Note: period in superscript
2.73.15: Lo. Then say, alas: shall I haue help? or no.
2.73.16: La. I see no time to answer, yea, but no.
2.73.17: Lo. Say ye, dere hart: and stand no more in dout.
2.73.18: La. I may not grant a thing, that is so dere.
2.73.19: Lo. Lo, with delayes thou drieues me still about.
2.73.20: La. Thou wouldest my death: it plainly doth appere.
2.73.21: Lo. First, may my hart his bloode, and life blede out.
2.73.22: La. Then for my sake, alas, thy will forbere.
2.73.23: Lo. From day to day, thus wastes my life away.
2.73.24: La.
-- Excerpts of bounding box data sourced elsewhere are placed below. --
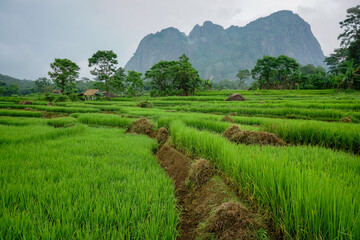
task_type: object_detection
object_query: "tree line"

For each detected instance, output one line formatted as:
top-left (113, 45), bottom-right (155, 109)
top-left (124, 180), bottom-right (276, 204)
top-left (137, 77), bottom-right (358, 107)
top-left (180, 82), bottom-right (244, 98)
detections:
top-left (237, 5), bottom-right (360, 89)
top-left (0, 5), bottom-right (360, 96)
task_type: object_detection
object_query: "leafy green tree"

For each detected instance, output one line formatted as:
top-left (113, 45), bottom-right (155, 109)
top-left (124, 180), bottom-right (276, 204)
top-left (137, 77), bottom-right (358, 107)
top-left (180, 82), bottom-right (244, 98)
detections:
top-left (48, 58), bottom-right (80, 92)
top-left (110, 67), bottom-right (126, 93)
top-left (126, 71), bottom-right (144, 97)
top-left (145, 61), bottom-right (176, 95)
top-left (172, 54), bottom-right (201, 96)
top-left (145, 54), bottom-right (202, 96)
top-left (325, 5), bottom-right (360, 89)
top-left (236, 69), bottom-right (251, 89)
top-left (0, 82), bottom-right (6, 96)
top-left (338, 5), bottom-right (360, 47)
top-left (251, 56), bottom-right (277, 89)
top-left (89, 50), bottom-right (118, 92)
top-left (276, 55), bottom-right (300, 88)
top-left (34, 77), bottom-right (51, 93)
top-left (7, 83), bottom-right (19, 96)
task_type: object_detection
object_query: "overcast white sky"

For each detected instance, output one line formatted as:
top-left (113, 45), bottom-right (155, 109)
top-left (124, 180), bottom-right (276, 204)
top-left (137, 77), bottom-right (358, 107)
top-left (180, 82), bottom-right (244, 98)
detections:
top-left (0, 0), bottom-right (359, 79)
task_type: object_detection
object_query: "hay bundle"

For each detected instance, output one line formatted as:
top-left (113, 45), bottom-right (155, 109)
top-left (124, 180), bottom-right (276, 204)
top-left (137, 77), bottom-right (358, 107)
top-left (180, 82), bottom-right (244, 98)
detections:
top-left (340, 117), bottom-right (352, 122)
top-left (19, 101), bottom-right (32, 105)
top-left (209, 202), bottom-right (255, 239)
top-left (189, 159), bottom-right (215, 186)
top-left (125, 118), bottom-right (156, 137)
top-left (225, 93), bottom-right (246, 101)
top-left (221, 115), bottom-right (234, 123)
top-left (156, 127), bottom-right (169, 146)
top-left (223, 125), bottom-right (286, 146)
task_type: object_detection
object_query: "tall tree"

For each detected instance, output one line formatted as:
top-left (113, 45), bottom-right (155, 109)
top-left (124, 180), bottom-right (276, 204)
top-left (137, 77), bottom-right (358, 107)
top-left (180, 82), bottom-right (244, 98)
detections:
top-left (145, 61), bottom-right (176, 95)
top-left (325, 5), bottom-right (360, 89)
top-left (48, 58), bottom-right (80, 92)
top-left (34, 77), bottom-right (51, 93)
top-left (172, 54), bottom-right (201, 96)
top-left (7, 83), bottom-right (19, 96)
top-left (276, 55), bottom-right (300, 88)
top-left (236, 69), bottom-right (251, 89)
top-left (110, 67), bottom-right (126, 93)
top-left (338, 5), bottom-right (360, 47)
top-left (251, 56), bottom-right (277, 89)
top-left (145, 54), bottom-right (202, 96)
top-left (89, 50), bottom-right (118, 92)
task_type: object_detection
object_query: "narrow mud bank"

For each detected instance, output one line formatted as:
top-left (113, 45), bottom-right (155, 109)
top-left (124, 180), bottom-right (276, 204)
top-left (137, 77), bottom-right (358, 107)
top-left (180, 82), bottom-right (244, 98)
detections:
top-left (126, 118), bottom-right (282, 240)
top-left (156, 144), bottom-right (272, 240)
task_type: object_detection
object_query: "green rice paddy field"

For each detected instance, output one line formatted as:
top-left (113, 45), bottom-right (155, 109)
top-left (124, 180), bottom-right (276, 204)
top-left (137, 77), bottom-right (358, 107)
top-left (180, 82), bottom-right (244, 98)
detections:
top-left (0, 90), bottom-right (360, 240)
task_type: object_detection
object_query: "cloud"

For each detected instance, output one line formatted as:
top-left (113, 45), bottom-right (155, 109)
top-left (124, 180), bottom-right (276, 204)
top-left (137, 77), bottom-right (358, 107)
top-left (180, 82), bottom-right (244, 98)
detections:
top-left (0, 0), bottom-right (358, 79)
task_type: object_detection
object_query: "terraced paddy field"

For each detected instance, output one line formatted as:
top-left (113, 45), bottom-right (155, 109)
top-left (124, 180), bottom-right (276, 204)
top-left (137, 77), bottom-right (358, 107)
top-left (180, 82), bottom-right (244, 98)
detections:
top-left (0, 90), bottom-right (360, 239)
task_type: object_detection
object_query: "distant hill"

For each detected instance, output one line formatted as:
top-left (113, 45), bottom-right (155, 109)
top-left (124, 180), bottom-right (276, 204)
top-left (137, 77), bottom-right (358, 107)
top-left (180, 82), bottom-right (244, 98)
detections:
top-left (125, 11), bottom-right (324, 81)
top-left (0, 74), bottom-right (35, 94)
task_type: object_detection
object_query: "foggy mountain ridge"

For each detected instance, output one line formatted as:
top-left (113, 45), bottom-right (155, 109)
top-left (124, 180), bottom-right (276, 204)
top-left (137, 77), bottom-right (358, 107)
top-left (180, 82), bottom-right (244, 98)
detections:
top-left (125, 10), bottom-right (324, 81)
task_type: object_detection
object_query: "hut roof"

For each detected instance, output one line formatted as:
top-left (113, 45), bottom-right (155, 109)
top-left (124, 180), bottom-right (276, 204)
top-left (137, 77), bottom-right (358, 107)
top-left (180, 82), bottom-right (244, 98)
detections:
top-left (101, 91), bottom-right (118, 98)
top-left (83, 89), bottom-right (99, 96)
top-left (225, 93), bottom-right (246, 101)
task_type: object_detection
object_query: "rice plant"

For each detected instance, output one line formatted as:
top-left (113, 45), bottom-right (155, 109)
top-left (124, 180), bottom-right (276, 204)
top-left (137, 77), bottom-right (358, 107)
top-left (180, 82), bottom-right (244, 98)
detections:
top-left (171, 121), bottom-right (360, 239)
top-left (0, 126), bottom-right (179, 239)
top-left (77, 113), bottom-right (133, 128)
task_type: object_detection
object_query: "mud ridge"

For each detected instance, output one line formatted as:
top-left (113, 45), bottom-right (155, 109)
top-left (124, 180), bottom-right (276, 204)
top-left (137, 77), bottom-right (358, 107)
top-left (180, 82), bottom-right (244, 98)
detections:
top-left (156, 142), bottom-right (279, 240)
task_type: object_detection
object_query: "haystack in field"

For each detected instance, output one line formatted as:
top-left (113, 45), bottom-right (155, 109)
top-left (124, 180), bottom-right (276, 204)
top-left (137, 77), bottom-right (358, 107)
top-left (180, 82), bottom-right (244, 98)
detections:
top-left (221, 115), bottom-right (234, 123)
top-left (156, 127), bottom-right (169, 146)
top-left (125, 118), bottom-right (156, 137)
top-left (209, 201), bottom-right (253, 240)
top-left (189, 159), bottom-right (215, 186)
top-left (223, 125), bottom-right (286, 146)
top-left (225, 93), bottom-right (246, 101)
top-left (19, 101), bottom-right (32, 105)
Yet, for the best, suffer some small delay.
2.73.25: Lo. Now, good, say yea: do once so good a dede.
2.73.26: La. If I sayd yea: what should therof ensue?
2.73.27: Lo. An hart in pain of succour so should spede,
2.73.28: Twixt yea, and nay, my doute shall styll renew.
2.73.29: My swete, say yea: and do away this drede.
2.73.30: La. Thou wilt nedes so: be it so: but then be trew.
2.73.31: Lo. Nought would I els, nor other treasure none.
2.73.32: Thus, hartes be wonne, by loue, request and mone.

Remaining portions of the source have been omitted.